Les constructions récifales coralliennes se retrouvent aussi à la marge des étroites plates-formes qui se développent autour des îles volcaniques des arcs océaniques, comme dans le cas des petites Antilles, ou des volcans de point chaud, comme ceux du Pacifique. Quand on parle de récifs coralliens, on évoque le plus souvent ces atolls de la Polynésie, avec de superbes lagons bleus, îles paradisiaques, palmiers, petites huttes de bambous, etc. Ces atolls sont des récifs qui se sont développés après la formation de volcans de point chaud, à mesure que ceux-ci s’éloignent de leur source. Les schémas qui suivent expliquent la formation d’un atoll. On sait que le plancher océanique s’abaisse progressivement par rapport au niveau marin à mesure que la plaque océanique qui le supporte s’éloigne de la dorsale qui la forme, à cause de son refroidissement progressif. Parce qu’il est transporté par une plaque océanique, un volcan de point chaud va aussi s’enfoncer progressivement à mesure de son éloignement du point chaud qui l’a formé. Il faut aussi tenir compte que le volume de la plaque ainsi que celui de l’appareil volcanique lorsque ces derniers sont à la hauteur du point chaud diminueront à mesure de l’éloignement du point chaud.
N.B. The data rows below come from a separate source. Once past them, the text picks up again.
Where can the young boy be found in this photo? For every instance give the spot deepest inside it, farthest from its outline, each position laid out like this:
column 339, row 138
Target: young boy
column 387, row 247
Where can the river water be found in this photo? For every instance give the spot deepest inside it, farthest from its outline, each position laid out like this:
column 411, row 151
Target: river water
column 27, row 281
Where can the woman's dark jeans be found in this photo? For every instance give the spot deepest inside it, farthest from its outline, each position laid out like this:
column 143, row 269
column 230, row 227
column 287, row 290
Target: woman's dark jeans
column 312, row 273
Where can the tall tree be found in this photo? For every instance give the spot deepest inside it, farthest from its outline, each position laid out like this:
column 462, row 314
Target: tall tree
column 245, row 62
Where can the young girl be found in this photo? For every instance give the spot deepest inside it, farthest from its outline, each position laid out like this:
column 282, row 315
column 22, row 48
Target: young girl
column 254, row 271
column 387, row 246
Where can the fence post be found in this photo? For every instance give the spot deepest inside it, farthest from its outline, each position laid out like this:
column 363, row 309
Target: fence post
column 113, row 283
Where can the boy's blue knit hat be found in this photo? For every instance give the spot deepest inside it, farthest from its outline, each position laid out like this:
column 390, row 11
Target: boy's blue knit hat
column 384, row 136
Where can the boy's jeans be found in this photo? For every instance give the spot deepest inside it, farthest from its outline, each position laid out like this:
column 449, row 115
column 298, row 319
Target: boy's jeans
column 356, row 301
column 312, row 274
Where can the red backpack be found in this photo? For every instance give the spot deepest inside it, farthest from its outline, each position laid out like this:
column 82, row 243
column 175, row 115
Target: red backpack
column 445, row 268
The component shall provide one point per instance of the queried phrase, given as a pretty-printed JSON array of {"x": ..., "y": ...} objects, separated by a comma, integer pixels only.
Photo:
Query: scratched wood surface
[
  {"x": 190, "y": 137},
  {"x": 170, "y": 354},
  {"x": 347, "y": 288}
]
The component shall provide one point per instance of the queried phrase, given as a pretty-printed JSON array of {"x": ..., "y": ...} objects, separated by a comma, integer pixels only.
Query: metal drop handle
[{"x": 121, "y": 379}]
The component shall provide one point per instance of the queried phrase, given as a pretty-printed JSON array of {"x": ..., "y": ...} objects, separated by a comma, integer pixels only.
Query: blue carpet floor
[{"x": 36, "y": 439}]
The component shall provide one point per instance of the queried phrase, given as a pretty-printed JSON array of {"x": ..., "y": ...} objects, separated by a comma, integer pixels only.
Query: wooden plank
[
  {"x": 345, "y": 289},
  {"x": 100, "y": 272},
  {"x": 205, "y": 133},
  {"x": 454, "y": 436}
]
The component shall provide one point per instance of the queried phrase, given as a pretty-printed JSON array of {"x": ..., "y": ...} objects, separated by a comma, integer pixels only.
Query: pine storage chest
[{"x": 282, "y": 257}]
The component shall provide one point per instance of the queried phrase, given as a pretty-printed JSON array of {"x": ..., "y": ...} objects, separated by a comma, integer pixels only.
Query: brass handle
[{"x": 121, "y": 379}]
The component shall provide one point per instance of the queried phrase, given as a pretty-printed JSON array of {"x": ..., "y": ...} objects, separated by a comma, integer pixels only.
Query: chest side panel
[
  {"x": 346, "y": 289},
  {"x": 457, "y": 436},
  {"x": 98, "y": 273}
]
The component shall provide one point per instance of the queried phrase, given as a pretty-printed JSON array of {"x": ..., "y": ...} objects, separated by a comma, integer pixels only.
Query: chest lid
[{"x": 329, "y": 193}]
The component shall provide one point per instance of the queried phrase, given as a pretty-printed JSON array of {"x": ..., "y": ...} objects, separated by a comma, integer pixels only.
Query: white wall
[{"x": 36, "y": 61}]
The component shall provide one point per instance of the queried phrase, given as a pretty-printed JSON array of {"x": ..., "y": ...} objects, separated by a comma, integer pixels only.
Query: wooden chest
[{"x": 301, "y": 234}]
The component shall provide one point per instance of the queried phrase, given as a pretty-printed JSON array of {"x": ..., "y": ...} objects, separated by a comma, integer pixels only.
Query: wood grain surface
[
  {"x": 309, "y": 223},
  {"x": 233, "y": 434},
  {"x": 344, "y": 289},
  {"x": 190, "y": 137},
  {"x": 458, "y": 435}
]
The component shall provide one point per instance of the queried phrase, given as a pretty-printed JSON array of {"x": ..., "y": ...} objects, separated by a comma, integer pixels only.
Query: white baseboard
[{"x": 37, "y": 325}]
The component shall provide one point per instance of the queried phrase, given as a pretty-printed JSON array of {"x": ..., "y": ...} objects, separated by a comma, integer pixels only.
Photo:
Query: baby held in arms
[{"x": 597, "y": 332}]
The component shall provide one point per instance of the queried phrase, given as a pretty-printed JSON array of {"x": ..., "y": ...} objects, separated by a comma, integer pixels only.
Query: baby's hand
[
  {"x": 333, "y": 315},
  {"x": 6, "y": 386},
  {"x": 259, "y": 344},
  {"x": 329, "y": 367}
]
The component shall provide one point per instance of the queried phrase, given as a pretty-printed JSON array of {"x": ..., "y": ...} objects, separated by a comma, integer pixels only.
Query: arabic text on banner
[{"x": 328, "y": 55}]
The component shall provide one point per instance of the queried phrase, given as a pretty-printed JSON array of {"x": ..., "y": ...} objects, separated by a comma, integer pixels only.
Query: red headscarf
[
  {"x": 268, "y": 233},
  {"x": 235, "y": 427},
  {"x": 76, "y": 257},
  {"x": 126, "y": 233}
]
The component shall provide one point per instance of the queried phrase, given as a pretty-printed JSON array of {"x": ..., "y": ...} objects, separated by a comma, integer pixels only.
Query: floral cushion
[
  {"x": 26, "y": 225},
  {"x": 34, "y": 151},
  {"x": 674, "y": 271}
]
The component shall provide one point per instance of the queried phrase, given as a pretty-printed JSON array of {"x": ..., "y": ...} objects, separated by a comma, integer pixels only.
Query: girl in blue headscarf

Lorsqu’un volcan de point chaud a percé la surface marine pour former une île en zone tropicale, les rives de cette île sont baignées par des eaux chaudes, bien illuminées et oxygénées. Durant la vie du volcan ou immédiatement après qu’il a cessé son activité, les coraux viennent coloniser les fonds peu profonds et construire tout autour de l’île une frange récifale: c’est le stade initial, le récif frangeant. Avec le déplacement latéral de la plaque, il y a abaissement progressif de l’appareil volcanique par rapport au niveau marin. Si les coraux sont capables de maintenir un rythme de construction suffisant pour suivre le rythme de l’abaissement, la construction se fait verticalement et délimite peu à peu entre elle et la côte de l’île une zone lagunaire. A ce stade, il s’est développée une étroite plate-forme insulaire, avec sa petite barrière récifale et son lagon. Avec la poursuite de l’abaissement de la plaque océanique, le sommet du volcan en vient à être totalement submergé. La construction verticale de la marge récifale forme un anneau, avec au centre le fameux lagon bleu: c’est l’atoll.

La Sédimentation

Dans son ensemble, la charge sédimentaire du littoral n’est qu’en transit; en bout de ligne, le gros des sédiments qui proviennent des continents vont se retrouver surtout sur le glacis aux pieds du talus. Un partie de la charge sédimentaire du littoral est transportée vers le large (l’offshore), principalement par suspension. Il s’agit des sédiments à particules fines, soit les boues et les sables très fins. Occasionnellement, lors des grandes tempêtes par exemple, des sables un peu plus grossiers peuvent être amenés dans l’offshore; mais, dans l’ensemble, l’offshore, et particulièrement la marge du plateau continental, se caractérisent par l’empilement de sédiments plutôt fins. L’autre partie de la charge sédimentaire du littoral, soit les sédiments plus grossiers, sables et graviers, est apportée à la base du talus, sur le glacis continental. Ces sédiments sont chenalisés dans les canyons sous-marins qui, à plusieurs endroits, entaillent le plateau continental. Ces canyons sont le plus souvent les vestiges d’une érosion qui s’est faite durant des périodes où le niveau des mers était beaucoup plus bas qu’aujourd’hui; certains prennent leur source tout près du littoral.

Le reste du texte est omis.